Plaintiffs in Utah Gay Marriage Case Ask for SCOTUS Review

Bobby McGuire READ TIME: 2 MIN.

Attorneys for three Utah gay and lesbian couples formally asked the U.S. Supreme Court on Thursday to take Utah's appeal of a favorable same-sex marriage ruling, following through on what they said they would do earlier this month.

The plaintiffs say they are taking this somewhat unusual step of asking for a review even though they won at the federal appellate court level because they want the Supreme Court to weigh in on whether state same-sex marriage bans violate the Constitution.

"Lower courts around the country have correctly recognized that state laws prohibiting same-sex couples from marrying violate the Constitution," the plaintiffs' attorneys wrote. "Yet because these rulings do not apply nationwide, same-sex couples continue to experience great uncertainty and serious harm."

The National Center for Lesbian Rights, based in San Francisco, is representing the couples alongside private attorneys in Utah.

Utah state officials filed their request for the justices to hear an appeal of a June ruling from the Denver-based 10th U.S. Circuit Court of Appeals, which found states cannot deprive gay and lesbian couples of the right to marry. The state argued that a review by the high court is necessary for an issue that has been "percolating" for four decades, with current court rulings across the country causing legal chaos.

Virginia and Oklahoma have also asked the Supreme Court to hear appeals of rulings by appeals courts on gay marriage bans in their states.
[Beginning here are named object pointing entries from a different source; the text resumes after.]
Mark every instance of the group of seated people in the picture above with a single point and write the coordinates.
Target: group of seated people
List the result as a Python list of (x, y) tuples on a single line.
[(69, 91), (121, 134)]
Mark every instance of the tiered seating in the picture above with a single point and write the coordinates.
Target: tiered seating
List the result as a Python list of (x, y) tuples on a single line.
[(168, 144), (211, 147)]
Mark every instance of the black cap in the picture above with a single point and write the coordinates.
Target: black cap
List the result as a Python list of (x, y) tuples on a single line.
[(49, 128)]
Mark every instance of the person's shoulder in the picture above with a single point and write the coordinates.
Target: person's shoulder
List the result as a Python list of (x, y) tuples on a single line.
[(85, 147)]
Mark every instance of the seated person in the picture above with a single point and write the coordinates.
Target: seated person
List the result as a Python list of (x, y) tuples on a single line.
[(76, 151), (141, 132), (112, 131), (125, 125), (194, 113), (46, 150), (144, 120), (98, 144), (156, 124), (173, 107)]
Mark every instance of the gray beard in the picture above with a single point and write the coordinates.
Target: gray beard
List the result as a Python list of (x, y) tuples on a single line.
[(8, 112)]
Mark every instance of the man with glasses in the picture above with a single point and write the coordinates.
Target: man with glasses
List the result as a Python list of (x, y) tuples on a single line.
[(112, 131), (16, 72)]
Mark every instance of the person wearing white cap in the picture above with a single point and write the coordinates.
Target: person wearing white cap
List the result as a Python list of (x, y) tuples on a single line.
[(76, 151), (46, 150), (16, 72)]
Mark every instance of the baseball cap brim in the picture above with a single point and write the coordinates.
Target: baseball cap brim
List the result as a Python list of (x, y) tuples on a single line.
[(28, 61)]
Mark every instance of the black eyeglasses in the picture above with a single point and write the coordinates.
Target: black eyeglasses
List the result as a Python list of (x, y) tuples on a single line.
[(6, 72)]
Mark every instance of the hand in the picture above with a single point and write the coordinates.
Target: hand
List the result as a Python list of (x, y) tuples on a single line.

The high court is under no obligation to take Utah's case or the others. Legal scholars say the justices may wait for more rulings from other appellate courts with gay marriage cases pending.

Appeals-court rulings are pending for Kentucky, Michigan, Ohio and Tennessee, while appellate-court hearings are scheduled next month for Hawaii, Oregon, Idaho and Nevada. An appellate-court hearing is expected soon in Texas.

Gay marriage is legal in 19 states as well as the District of Columbia, and advocates have won more than 20 court victories around the country since the U.S. Supreme Court ordered the federal government to recognize state-sanctioned gay marriages last year.

Attorneys for Utah's gay couples argue in the 34-page filing that Utah is the ideal case to take because the state's ban is similar to those in many other states and because Utah state officials have "forcefully defended" the ban and "bring concrete adverseness to this suit.